NANOSYSTEMS: PHYSICS, CHEMISTRY, MATHEMATICS, 2013, 4 (3), P. 378–386
DIELECTRIC WAVEGUIDE OPTIMIZATION FOR THE ENHANCEMENT OF TE-POLARIZATION TRANSMISSION OF PLASMONICS-BASED MSM-PD
Ayman Karar – Electron Science Research Institute, Edith Cowan University, AU; a.karar@ecu.edu.au
Chee Leong Tan – School of Photonics Science, Gwangju Institute of Science and Technology (GIST), Gwangju, Republic of Korea; ccheelong@gist.ac.kr
Kamal Alameh – Electron Science Research Institute, Edith Cowan University, AU; Department of Nanobio Materials and Electronics, World Class University (WCU), GIST, Republic of Korea; k.alameh@ecu.edu.au
Yong Tak Lee – School of Photonics Science, Gwangju Institute of Science and Technology (GIST), Gwangju, Republic of Korea; Department of Information and Communications, GIST, Republic of Korea; Department of Nanobio Materials and Electronics, World Class University (WCU), GIST, Republic of Korea; ytlee@gist.ac.kr
In this paper, we use the finite difference time-domain (FDTD) method to optimize the TE-polarized light transmission of a metal-semiconductor-metal photodetector (MSM-PD) employing a dielectric waveguide on top of metal nano-gratings.
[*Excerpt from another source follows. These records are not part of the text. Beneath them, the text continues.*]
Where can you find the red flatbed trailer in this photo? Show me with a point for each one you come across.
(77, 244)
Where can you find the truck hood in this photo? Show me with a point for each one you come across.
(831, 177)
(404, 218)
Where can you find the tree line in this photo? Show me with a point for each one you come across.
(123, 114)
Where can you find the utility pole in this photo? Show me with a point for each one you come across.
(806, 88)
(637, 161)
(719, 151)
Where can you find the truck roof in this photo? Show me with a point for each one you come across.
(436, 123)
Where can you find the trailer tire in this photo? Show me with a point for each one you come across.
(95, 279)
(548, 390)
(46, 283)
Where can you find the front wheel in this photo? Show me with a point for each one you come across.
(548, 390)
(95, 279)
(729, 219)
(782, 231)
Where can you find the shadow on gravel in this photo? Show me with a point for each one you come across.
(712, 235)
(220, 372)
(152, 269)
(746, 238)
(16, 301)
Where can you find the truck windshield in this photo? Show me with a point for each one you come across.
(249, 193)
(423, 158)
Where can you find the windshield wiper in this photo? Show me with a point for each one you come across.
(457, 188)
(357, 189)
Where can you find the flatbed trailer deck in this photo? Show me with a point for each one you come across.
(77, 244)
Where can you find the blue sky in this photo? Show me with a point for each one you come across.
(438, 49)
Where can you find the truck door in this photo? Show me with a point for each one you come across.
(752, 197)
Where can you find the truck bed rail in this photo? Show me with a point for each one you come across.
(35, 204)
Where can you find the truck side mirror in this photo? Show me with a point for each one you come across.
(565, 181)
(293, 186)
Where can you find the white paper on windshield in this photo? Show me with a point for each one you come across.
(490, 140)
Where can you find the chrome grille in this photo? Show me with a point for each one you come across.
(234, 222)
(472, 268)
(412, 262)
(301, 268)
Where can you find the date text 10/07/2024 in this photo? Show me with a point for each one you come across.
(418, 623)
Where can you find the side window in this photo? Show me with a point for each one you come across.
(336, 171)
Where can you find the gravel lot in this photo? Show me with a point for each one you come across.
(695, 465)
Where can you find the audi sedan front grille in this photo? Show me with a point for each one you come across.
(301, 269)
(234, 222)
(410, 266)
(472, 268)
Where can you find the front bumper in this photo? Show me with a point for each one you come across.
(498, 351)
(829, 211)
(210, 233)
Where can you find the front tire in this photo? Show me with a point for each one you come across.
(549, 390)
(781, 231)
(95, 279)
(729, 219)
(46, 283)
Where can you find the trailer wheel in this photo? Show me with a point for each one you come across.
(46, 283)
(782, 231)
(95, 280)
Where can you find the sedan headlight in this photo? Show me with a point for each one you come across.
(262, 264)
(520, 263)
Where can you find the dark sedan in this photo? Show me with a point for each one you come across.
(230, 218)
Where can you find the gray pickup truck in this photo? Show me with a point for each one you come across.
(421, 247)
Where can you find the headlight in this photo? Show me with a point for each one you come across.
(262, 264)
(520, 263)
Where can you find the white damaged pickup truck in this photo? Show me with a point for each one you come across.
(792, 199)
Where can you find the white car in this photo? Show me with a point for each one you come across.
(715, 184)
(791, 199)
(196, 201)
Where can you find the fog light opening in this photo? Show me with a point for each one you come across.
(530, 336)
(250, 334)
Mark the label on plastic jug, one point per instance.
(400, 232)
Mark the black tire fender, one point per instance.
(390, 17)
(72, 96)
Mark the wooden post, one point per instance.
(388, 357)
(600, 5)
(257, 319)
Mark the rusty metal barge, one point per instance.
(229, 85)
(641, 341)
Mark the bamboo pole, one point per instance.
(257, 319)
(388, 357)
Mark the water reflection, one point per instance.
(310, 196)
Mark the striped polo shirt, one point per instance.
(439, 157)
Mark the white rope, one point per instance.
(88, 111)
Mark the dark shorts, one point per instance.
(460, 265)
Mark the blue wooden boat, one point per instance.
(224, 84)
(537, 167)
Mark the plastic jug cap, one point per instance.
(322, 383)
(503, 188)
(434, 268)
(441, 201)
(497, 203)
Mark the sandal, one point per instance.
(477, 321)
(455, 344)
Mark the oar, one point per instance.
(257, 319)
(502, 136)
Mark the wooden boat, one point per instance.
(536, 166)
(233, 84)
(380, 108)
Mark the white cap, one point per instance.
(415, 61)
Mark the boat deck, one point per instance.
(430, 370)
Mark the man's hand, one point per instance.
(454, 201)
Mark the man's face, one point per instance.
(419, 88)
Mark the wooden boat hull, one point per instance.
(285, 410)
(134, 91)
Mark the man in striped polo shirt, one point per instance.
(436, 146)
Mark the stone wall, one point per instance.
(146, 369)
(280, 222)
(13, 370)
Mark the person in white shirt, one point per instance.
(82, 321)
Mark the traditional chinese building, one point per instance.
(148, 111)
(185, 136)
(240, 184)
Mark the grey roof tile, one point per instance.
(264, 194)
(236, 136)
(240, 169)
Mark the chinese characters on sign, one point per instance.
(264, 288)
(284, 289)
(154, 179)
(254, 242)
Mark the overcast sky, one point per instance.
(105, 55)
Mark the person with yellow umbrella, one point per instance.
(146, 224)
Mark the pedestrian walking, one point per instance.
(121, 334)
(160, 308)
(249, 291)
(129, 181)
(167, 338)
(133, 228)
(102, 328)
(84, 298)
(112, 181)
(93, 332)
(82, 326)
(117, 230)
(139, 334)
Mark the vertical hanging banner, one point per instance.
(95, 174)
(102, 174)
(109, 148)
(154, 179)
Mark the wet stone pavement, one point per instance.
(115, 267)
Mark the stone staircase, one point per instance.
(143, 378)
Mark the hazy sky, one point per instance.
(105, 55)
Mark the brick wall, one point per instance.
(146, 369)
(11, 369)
Simulation results demonstrate that the funneling transmission of the TE-polarized light through the nanoslit of the MSM-PD structure is highly dependent on the structure geometries, such as the waveguide and nano-grating heights. We also demonstrate that adding a dielectric waveguide layer on top of the nano-metal gratings supports both the TM- and TE polarizations, and enhances the light transmission for TE-polarization around 3-times in comparison with conventional plasmonics MSMPD structures.
Keywords: FDTD simulation, MSM-PD, waveguide, plasmonics, nano-gratings, surface plasmon.
PACS 42.25.Bs, 42.25.Ja, 73.50.Pz